今回は頸髄損傷(脊髄損傷)についてとりあげたいと思います。

本件は、頸髄損傷により1級の後遺障害が残存したと主張する被害者に対し、頸髄損傷は認められず、後遺障害は14級にとどまると認定した事案です。

本件事故は自転車と自動車の出会頭の衝突事故です。被害者は頸髄損傷による四肢麻痺の後遺症が残存したと主張していました。

しかし、裁判所は

  1. ①MRIの画像上、症状を基礎づける髄内の輝度変化が認められない。
  2. ②外力により脊髄症状が発症したとすれば48時間から72時間以内に発症するか、増悪すると考えられるが、本件事故4日後には歩行しており、筋力測定値や握力測定値が一定しておらず、外力による器質的な損傷による脊髄症状とは言えない。

と判断し、1級の主張を退けています。
もっとも、事故後上下肢と感覚障害や痺れが一貫しているとして14級の後遺障害を認めています(なお、深部腱反射に左右差はなく、病的反射もないことから、12級の後遺障害ではないと述べています。)。

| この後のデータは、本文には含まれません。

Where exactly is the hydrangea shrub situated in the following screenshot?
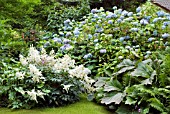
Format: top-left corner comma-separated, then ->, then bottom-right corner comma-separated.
0,47 -> 94,109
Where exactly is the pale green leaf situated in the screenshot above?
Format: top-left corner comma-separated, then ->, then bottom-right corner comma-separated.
125,97 -> 137,105
101,93 -> 124,105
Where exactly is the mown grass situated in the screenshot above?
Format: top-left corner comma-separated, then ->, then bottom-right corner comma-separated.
0,96 -> 111,114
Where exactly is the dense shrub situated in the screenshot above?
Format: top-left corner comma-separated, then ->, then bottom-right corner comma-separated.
37,2 -> 170,113
47,0 -> 90,33
0,47 -> 94,109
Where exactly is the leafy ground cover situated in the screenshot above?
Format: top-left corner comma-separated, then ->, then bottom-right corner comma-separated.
0,2 -> 170,114
0,96 -> 111,114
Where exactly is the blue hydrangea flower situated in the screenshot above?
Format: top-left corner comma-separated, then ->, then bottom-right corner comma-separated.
163,21 -> 170,26
146,51 -> 152,55
117,19 -> 122,23
144,16 -> 152,21
116,9 -> 122,14
122,10 -> 128,16
108,20 -> 113,24
136,7 -> 141,13
130,28 -> 138,32
94,33 -> 99,37
156,11 -> 165,17
93,39 -> 99,43
166,16 -> 170,21
59,32 -> 64,36
60,44 -> 71,51
63,38 -> 70,44
119,15 -> 125,19
140,19 -> 149,25
91,18 -> 96,22
119,37 -> 125,42
91,9 -> 98,13
97,19 -> 102,23
106,12 -> 117,19
125,46 -> 131,49
88,34 -> 93,39
164,42 -> 169,46
100,49 -> 106,53
153,18 -> 159,23
64,19 -> 71,25
131,22 -> 139,26
148,38 -> 155,42
127,12 -> 133,17
125,36 -> 130,40
153,30 -> 158,36
93,14 -> 99,18
44,42 -> 51,48
162,33 -> 170,38
83,53 -> 92,59
162,25 -> 166,29
101,13 -> 106,17
112,6 -> 117,10
95,28 -> 104,33
73,28 -> 80,35
66,32 -> 72,37
52,37 -> 62,43
124,17 -> 133,21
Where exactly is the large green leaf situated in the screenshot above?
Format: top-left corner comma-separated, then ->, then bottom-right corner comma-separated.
113,66 -> 135,75
131,62 -> 153,78
125,97 -> 137,105
117,59 -> 134,68
104,80 -> 123,92
101,93 -> 125,105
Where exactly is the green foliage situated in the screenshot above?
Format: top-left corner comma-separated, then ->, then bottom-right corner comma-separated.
47,0 -> 90,33
0,47 -> 94,109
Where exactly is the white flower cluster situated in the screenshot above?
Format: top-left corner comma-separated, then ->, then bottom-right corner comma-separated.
69,65 -> 95,92
20,46 -> 56,67
15,72 -> 25,80
29,64 -> 45,82
26,89 -> 46,103
53,55 -> 75,72
16,46 -> 94,93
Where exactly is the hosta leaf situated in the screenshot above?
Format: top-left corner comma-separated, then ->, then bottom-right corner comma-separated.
116,106 -> 134,114
101,93 -> 124,105
141,71 -> 156,85
104,85 -> 120,92
141,78 -> 152,85
104,69 -> 112,76
113,66 -> 135,75
131,62 -> 153,77
125,97 -> 137,105
131,51 -> 140,58
14,87 -> 25,95
94,77 -> 107,87
117,59 -> 134,68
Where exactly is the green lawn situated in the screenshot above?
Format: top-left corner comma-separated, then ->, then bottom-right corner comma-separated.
0,97 -> 111,114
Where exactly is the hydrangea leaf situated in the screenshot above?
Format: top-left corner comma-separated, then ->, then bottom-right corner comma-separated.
101,93 -> 124,105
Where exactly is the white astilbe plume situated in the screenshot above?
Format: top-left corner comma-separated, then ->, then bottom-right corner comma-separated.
19,55 -> 28,66
68,65 -> 91,79
53,55 -> 75,72
27,89 -> 38,103
61,84 -> 73,93
29,64 -> 45,82
27,89 -> 46,103
15,72 -> 25,80
27,46 -> 41,64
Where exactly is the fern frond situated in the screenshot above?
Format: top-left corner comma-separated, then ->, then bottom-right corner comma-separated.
147,98 -> 165,112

頚髄損傷(脊髄損傷)による麻痺等を立証するためには、画像所見と画像所見と一致する症状があることが重要です。また、神経学的所見が整合的であるという観点からも検証する必要があります。本件は交通事故の専門部署である東京地裁民事27部の判決ですので、その判断過程は被害者側としても参考にすべきものといえるでしょう。